Lungo il tragitto la sua mente elaborò mille ipotesi dalla più banale alla più terrificante e si chiese se non fosse il caso di telefonare a Sanem, ma poi decise di aspettare. Se fosse stata una sciocchezza l'avrebbe allarmata per niente e non era proprio il caso, visto la situazione che stavano attraversando.

Giunto in ospedale seguì le indicazioni per il reparto di Medicina dello Sport e lì vide un uomo, che riconobbe come l'allenatore, venirgli incontro.

"Mi spiace averla spaventata signor Divit. Immagino fosse impegnato..."

"Sì, ma non ha importanza... Piuttosto mi dica come sta Babu e come posso essere d'aiuto."

"Venga da questa parte. I medici che hanno visto suo figlio la stanno aspettando."

Ciò detto gli fece strada verso una porta posta in fondo al corridoio, dietro alla quale si celava una specie di sala riunioni.

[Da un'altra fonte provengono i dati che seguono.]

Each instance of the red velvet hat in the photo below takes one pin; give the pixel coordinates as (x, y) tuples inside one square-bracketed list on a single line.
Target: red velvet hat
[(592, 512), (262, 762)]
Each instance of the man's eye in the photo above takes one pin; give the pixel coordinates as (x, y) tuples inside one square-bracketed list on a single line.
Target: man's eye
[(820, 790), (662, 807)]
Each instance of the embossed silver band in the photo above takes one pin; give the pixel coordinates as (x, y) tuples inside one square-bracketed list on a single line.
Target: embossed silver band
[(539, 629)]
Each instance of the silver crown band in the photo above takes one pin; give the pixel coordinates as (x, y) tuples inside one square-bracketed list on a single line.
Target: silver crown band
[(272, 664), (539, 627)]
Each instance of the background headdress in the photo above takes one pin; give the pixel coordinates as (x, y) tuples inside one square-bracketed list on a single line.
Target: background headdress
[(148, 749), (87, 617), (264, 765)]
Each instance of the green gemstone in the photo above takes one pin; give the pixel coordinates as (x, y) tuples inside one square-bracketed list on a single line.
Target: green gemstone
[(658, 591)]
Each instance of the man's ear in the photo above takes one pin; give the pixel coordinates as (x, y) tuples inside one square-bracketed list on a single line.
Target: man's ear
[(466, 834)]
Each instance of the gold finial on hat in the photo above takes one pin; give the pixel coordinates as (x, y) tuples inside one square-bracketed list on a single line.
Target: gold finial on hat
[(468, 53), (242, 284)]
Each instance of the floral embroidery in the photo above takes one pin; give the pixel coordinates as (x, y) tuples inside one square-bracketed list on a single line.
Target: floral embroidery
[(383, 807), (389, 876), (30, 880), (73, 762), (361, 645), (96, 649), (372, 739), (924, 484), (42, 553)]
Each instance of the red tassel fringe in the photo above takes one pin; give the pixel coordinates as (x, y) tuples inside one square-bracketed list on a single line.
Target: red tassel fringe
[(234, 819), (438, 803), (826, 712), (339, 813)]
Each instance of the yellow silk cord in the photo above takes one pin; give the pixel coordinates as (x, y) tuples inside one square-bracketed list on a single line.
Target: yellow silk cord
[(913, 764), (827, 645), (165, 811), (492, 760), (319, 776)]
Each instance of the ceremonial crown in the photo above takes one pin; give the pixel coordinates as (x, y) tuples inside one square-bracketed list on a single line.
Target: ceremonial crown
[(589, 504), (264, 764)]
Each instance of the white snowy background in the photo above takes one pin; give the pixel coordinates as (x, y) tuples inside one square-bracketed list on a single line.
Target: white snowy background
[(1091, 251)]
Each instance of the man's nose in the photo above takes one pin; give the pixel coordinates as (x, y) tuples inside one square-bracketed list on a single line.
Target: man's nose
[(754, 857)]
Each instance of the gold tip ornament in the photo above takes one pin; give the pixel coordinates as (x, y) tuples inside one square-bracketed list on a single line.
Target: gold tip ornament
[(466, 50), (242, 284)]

Lì, seduti intorno ad un tavolo ovale, c'erano tre medici che si alzarono a salutarlo appena varcò la soglia.

"Volete spiegarmi cosa sta succedendo?" chiese Can che cominciava a spazientirsi.

"Certamente... Abbiamo sottoposto suo figlio ad un'accurata visita per accertarci del suo stato di salute e delle sue condizioni fisiche come previsto per tutti gli atleti professionisti e, purtroppo, il risultato non è stato quello che ci aspettavamo..."

"Cioè?"
"Suo figlio presenta un leggero schiacciamento vertebrale che se non trattato potrebbe portare a un'importante perdita della mobilità", rispose quello che si rivelò essere un ortopedico.

"Ma non è tutto", intervenne un secondo dottore che si presentò come psicologo "dai test tossicologici è risultato che Babu ha abusato di antidolorifici come Ibuprofene e metadone..."

Can non riusciva a credere a quello che gli stavano dicendo: Babu si drogava???

"E questo significa che anche una volta operato e ristabilito non potrà più entrare nella nazionale di basket..."concluse l'allenatore.

In quel momento fu come se tutto il mondo gli crollasse addosso.

Quegli occhi, che lo stavano osservando attenti, in attesa della sua reazione, sembrava lo accusassero. Aveva fallito su tutta la linea: non era riuscito ad essere né un buon padre, né un buon marito.

Trasse in profondo respiro, raddrizzò le spalle e chiese: "Mio figlio dov'è?"

Fu l'ortopedico a rispondere: "E' nella sua stanza. Riteniamo opportuno intervenire subito...se lei è d'accordo ovviamente..."

"Certamente, ma prima ho bisogno di parlare con lui e con mia moglie."

Questa volta fu lo psicologo a prendere la parola: "Non siate troppo duri con lui. E' un ragazzo giovane che ha commesso un errore, ma in fondo ha fatto del male solo a se stesso e adesso ha bisogno del sostegno di tutta la sua famiglia..."

Can preferì non replicare. Cosa ne sapeva quell'uomo di quello che Babu aveva passato? Di quello che tutti loro avevano vissuto? Il solo fatto di possedere una laurea non gli attribuiva la capacità di comprendere la mente umana e soprattutto l'animo umano.

"Ora, se è possibile, vorrei vederlo", disse.

"Non c'è problema, l'accompagno io!" si offrì l'allenatore.

"Grazie!"

Can salutò tutti con un cenno del capo e uscì sul corridoio. Improvvisamente quella stanza era diventata troppo piccola, l'aria troppo pesante e lui aveva bisogno di schiarirsi le idee.